An important new discover challenges the rife insight that bulimia primarily affects privileged, white teenagers such as "Gossip Girl" character Blair Waldorf, who battled bulimia on the show earlier this season. Rather, girls who are African American are 50 percent another likely than girls who are bleached to be bulimic, the researchers found, and girls from families in the lowest income bracket studied are 153 percent added likely to be bulimic than girls from the highest resources bracket. "As it turns out, we learned something surprising from our info approximately who bulimia actually affects, not honorable who is diagnosed, " says USC economist Michelle Goeree. Using data from a 10-year survey of also than 2, 300 girls in schools in California, Ohio and Washington, D.C., Goeree and fellow economists John Ham (University of Maryland) and Daniela Iorio (Universitat de Autonoma Barcelona, Spain) sought to uncover a more accurate picture of bulimia among fresh girls. Alpha at day nine or 10, participants were surveyed annually about eating habits and affiliated psychological issues such as body dead ringer and depression.

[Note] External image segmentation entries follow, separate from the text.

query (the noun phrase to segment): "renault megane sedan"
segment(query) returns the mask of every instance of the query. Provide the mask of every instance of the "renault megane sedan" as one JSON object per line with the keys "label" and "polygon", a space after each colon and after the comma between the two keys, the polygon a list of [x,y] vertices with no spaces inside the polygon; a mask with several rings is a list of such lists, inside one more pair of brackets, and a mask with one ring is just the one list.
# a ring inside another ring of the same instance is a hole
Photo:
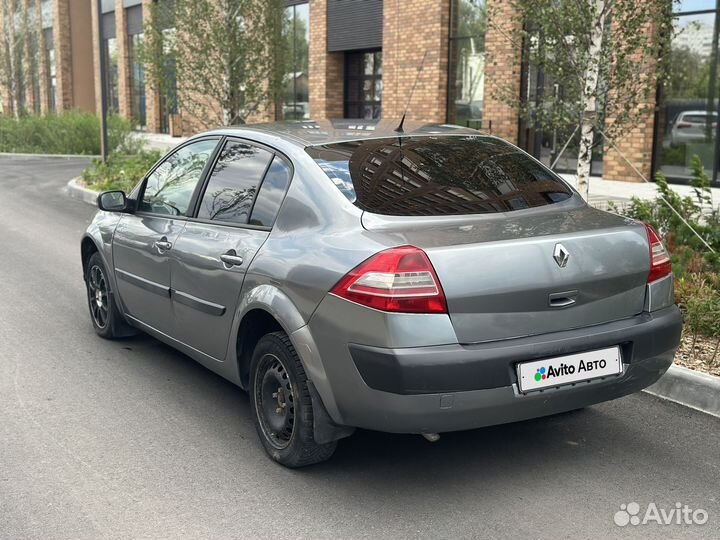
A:
{"label": "renault megane sedan", "polygon": [[247,390],[288,467],[355,428],[432,440],[668,369],[681,316],[650,226],[499,138],[394,125],[219,129],[101,194],[81,247],[96,332],[146,332]]}

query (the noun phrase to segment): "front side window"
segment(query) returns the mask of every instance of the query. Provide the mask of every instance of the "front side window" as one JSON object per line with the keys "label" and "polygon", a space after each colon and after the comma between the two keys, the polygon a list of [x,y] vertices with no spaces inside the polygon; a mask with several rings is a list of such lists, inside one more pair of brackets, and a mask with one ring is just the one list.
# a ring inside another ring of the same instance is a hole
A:
{"label": "front side window", "polygon": [[249,223],[258,187],[273,154],[245,142],[225,143],[200,203],[201,219]]}
{"label": "front side window", "polygon": [[205,164],[217,141],[204,140],[183,146],[148,176],[140,211],[185,216]]}
{"label": "front side window", "polygon": [[572,196],[552,171],[494,137],[389,137],[306,151],[355,206],[375,214],[510,212]]}

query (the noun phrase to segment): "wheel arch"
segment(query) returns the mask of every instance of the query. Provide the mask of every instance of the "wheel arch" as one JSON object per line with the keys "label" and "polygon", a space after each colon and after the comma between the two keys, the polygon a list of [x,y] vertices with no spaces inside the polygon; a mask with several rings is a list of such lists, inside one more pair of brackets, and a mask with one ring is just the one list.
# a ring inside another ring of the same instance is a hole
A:
{"label": "wheel arch", "polygon": [[[101,253],[100,249],[95,243],[95,240],[93,240],[90,235],[83,236],[82,240],[80,241],[80,260],[82,261],[83,267],[83,279],[87,278],[87,276],[85,275],[87,271],[87,263],[90,260],[90,257],[93,256],[93,253]],[[102,254],[100,256],[102,257]],[[103,260],[104,259],[105,258],[103,257]]]}
{"label": "wheel arch", "polygon": [[[262,286],[262,291],[254,291],[260,293],[261,296],[268,298],[271,291],[269,285]],[[262,294],[264,293],[264,294]],[[272,303],[247,302],[246,309],[242,311],[238,317],[238,328],[235,333],[235,339],[231,344],[232,355],[237,362],[237,382],[245,390],[249,390],[250,364],[252,355],[260,338],[264,335],[283,331],[288,336],[290,343],[295,348],[298,358],[303,365],[305,374],[308,377],[308,387],[312,399],[314,416],[313,430],[314,437],[318,443],[327,443],[337,439],[348,437],[354,431],[354,428],[341,426],[336,423],[339,418],[335,397],[331,388],[328,386],[327,376],[322,361],[317,356],[317,348],[315,347],[312,336],[305,322],[302,320],[299,311],[292,304],[291,300],[281,291],[275,289],[272,292],[275,301]],[[248,295],[251,296],[251,295]],[[290,304],[286,304],[290,302]],[[279,305],[278,305],[279,304]],[[282,314],[277,311],[281,306]],[[292,312],[294,310],[294,314]],[[240,313],[240,312],[239,312]],[[283,315],[290,315],[289,318]],[[299,320],[298,320],[299,318]],[[298,323],[301,323],[297,326]]]}

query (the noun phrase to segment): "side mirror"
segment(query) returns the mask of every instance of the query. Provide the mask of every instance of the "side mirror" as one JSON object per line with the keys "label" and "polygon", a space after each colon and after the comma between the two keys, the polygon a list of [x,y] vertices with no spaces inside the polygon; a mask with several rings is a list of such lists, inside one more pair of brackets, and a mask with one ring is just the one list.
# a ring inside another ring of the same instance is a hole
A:
{"label": "side mirror", "polygon": [[128,199],[122,191],[106,191],[98,195],[98,208],[106,212],[125,212],[128,209]]}

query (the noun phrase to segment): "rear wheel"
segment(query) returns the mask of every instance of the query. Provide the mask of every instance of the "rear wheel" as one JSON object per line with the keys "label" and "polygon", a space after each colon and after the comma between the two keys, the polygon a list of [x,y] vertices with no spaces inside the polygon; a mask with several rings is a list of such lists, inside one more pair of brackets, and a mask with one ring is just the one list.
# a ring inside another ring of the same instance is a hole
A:
{"label": "rear wheel", "polygon": [[125,323],[110,289],[107,269],[99,253],[93,253],[85,269],[85,286],[88,295],[90,320],[95,332],[104,338],[114,339],[135,332]]}
{"label": "rear wheel", "polygon": [[313,409],[307,376],[284,332],[260,338],[250,366],[250,402],[260,441],[286,467],[328,459],[337,446],[313,437]]}

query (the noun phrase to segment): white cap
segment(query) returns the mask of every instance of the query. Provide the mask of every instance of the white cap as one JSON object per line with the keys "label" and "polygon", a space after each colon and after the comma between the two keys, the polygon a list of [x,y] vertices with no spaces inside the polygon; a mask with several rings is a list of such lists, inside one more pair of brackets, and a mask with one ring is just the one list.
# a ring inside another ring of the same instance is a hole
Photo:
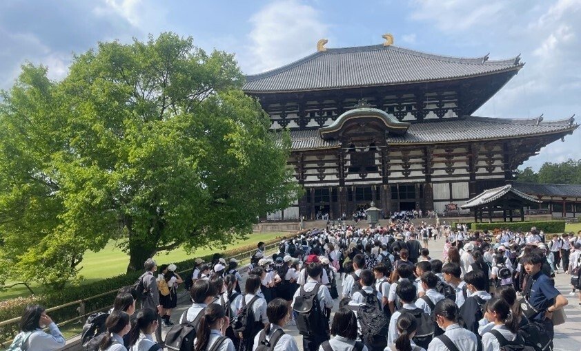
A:
{"label": "white cap", "polygon": [[258,265],[259,266],[264,266],[265,264],[270,264],[270,263],[272,263],[272,261],[267,259],[267,258],[261,258],[258,261]]}
{"label": "white cap", "polygon": [[214,272],[219,272],[220,270],[224,270],[224,266],[222,264],[217,264],[214,266]]}

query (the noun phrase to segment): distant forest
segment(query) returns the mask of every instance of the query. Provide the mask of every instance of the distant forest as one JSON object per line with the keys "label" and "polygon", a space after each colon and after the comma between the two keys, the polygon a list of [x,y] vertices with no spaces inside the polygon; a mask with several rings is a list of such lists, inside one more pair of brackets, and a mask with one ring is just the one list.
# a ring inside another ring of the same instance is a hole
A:
{"label": "distant forest", "polygon": [[531,167],[517,169],[517,182],[538,184],[581,184],[581,160],[562,163],[544,162],[538,172]]}

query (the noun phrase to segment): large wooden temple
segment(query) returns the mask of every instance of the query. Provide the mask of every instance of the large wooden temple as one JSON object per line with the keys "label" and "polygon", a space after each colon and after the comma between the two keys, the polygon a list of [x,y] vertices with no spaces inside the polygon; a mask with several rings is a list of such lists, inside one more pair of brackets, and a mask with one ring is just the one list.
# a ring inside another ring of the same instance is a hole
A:
{"label": "large wooden temple", "polygon": [[372,201],[390,212],[442,213],[513,171],[578,127],[573,118],[544,121],[473,114],[524,63],[429,54],[384,44],[327,49],[247,76],[245,92],[288,129],[288,164],[305,190],[275,219],[351,216]]}

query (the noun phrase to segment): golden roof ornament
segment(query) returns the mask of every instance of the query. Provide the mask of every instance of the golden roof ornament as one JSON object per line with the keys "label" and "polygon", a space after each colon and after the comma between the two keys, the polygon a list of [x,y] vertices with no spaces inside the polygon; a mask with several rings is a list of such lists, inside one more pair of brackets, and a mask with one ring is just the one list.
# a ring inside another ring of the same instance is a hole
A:
{"label": "golden roof ornament", "polygon": [[382,38],[385,39],[385,41],[383,43],[384,46],[389,46],[393,45],[393,36],[389,33],[384,34],[382,36]]}
{"label": "golden roof ornament", "polygon": [[325,44],[328,43],[329,41],[327,39],[321,39],[317,42],[317,51],[319,52],[322,52],[324,51],[327,51],[327,48],[325,47]]}

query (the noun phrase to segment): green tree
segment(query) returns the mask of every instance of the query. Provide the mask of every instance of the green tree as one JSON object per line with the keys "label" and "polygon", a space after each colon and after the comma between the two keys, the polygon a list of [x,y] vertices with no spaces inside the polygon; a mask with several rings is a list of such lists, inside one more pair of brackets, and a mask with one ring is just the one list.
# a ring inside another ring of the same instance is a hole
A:
{"label": "green tree", "polygon": [[28,65],[0,109],[1,259],[55,285],[112,238],[128,270],[160,250],[219,246],[300,189],[233,55],[191,38],[101,43],[51,82]]}

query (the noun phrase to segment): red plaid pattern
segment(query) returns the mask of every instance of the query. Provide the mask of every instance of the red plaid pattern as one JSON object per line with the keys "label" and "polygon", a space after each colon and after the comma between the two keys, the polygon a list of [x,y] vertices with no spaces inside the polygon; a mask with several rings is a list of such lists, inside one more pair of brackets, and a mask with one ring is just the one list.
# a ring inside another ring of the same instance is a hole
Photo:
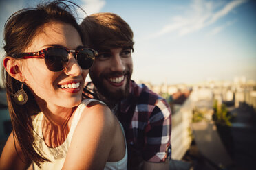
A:
{"label": "red plaid pattern", "polygon": [[[93,92],[93,84],[87,84],[85,88]],[[88,93],[83,95],[87,97]],[[131,80],[129,97],[112,111],[125,130],[129,169],[138,169],[143,160],[166,160],[167,149],[171,147],[171,113],[164,99],[145,84]]]}

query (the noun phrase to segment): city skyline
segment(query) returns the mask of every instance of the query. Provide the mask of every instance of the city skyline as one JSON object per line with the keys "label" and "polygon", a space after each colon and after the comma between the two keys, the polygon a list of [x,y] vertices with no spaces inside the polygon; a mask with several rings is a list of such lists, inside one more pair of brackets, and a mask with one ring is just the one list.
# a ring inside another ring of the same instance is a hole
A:
{"label": "city skyline", "polygon": [[[1,1],[1,42],[8,17],[36,1]],[[129,24],[135,42],[132,78],[136,81],[195,83],[237,76],[256,80],[254,1],[72,1],[88,15],[114,12]],[[2,49],[0,52],[2,57]]]}

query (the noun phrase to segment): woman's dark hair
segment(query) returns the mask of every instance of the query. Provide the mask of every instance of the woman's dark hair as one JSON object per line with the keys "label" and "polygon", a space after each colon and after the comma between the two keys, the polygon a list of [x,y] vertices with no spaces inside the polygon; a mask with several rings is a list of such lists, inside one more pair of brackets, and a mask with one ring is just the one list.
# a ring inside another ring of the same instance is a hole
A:
{"label": "woman's dark hair", "polygon": [[[75,6],[78,7],[70,1],[58,0],[39,4],[35,8],[25,8],[13,14],[5,24],[3,48],[6,56],[24,52],[43,25],[52,21],[72,25],[78,32],[83,42],[81,32],[72,12]],[[16,104],[13,95],[21,88],[21,83],[6,73],[3,66],[2,77],[6,89],[14,138],[19,141],[24,156],[40,167],[41,162],[49,161],[36,147],[33,136],[32,116],[41,110],[32,93],[25,84],[23,90],[28,94],[28,101],[23,106]]]}

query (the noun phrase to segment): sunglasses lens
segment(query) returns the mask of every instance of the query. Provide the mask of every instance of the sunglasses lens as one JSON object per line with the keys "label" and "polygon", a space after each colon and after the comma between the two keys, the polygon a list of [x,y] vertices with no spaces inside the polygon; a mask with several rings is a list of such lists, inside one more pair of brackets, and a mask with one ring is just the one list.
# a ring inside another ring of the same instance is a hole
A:
{"label": "sunglasses lens", "polygon": [[61,48],[50,49],[45,55],[45,60],[48,69],[52,71],[60,71],[66,67],[69,58],[67,51]]}
{"label": "sunglasses lens", "polygon": [[90,49],[85,49],[77,54],[77,62],[82,69],[89,69],[94,63],[94,53]]}

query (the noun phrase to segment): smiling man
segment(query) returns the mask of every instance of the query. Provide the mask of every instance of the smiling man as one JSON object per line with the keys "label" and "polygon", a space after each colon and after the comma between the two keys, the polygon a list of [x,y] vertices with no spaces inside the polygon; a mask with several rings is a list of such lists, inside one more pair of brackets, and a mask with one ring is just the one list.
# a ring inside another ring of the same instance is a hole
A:
{"label": "smiling man", "polygon": [[98,52],[89,70],[92,82],[86,84],[83,95],[105,102],[121,122],[128,169],[168,169],[171,110],[162,97],[131,80],[130,27],[115,14],[98,13],[86,17],[81,27],[85,44]]}

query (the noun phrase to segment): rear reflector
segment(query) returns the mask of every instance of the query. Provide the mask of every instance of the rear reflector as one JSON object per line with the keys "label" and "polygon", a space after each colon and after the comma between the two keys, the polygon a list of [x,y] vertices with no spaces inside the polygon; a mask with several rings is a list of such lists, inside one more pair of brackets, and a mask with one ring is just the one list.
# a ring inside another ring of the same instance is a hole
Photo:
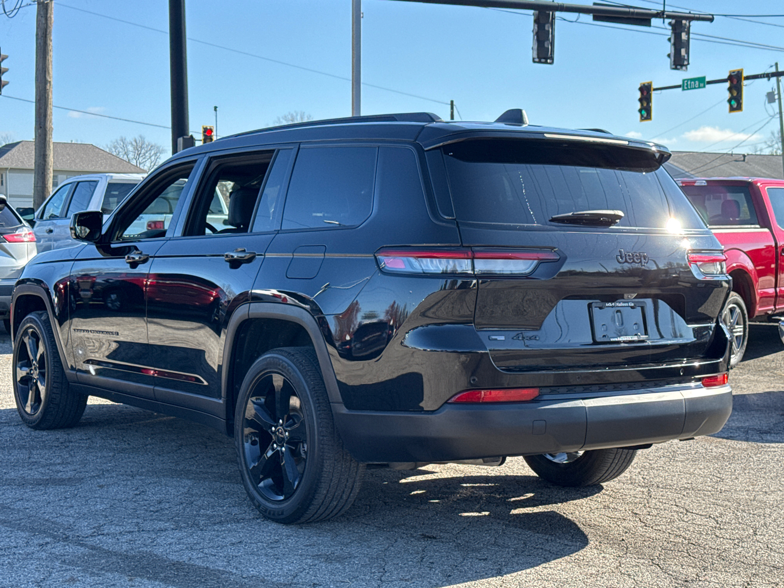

The Huntercombe Group, one of the UK's largest independent providers of specialist healthcare, nowadays announces the world's largest international conference on eating disorders with speakers attending from 35 countries around the world presenting the virgin developments and research findings in the field. The annual conference, organized by creation renowned eating disorders specialists Professor Bryan Lask and Dr Rachel Bryant-Waugh and sponsored by Huntercombe, testament take place on 31 March - 2nd Apr 2009 at The Institute of Education, University of London. The event, which is organised in company with the British Ledger of Hospital Medicine, will provide a forum for learning and erudition exchange with workshops and presentations by top professionals in the field. It will besides feature a wide range of papers detailing the contemporary developments in the understanding of causes, assessment and treatment of eating disorders. This year, attention will headquarters on a neuroscience plenary session revealing the front findings of a global collaboration studying the function of the brain in anorexia nervosa.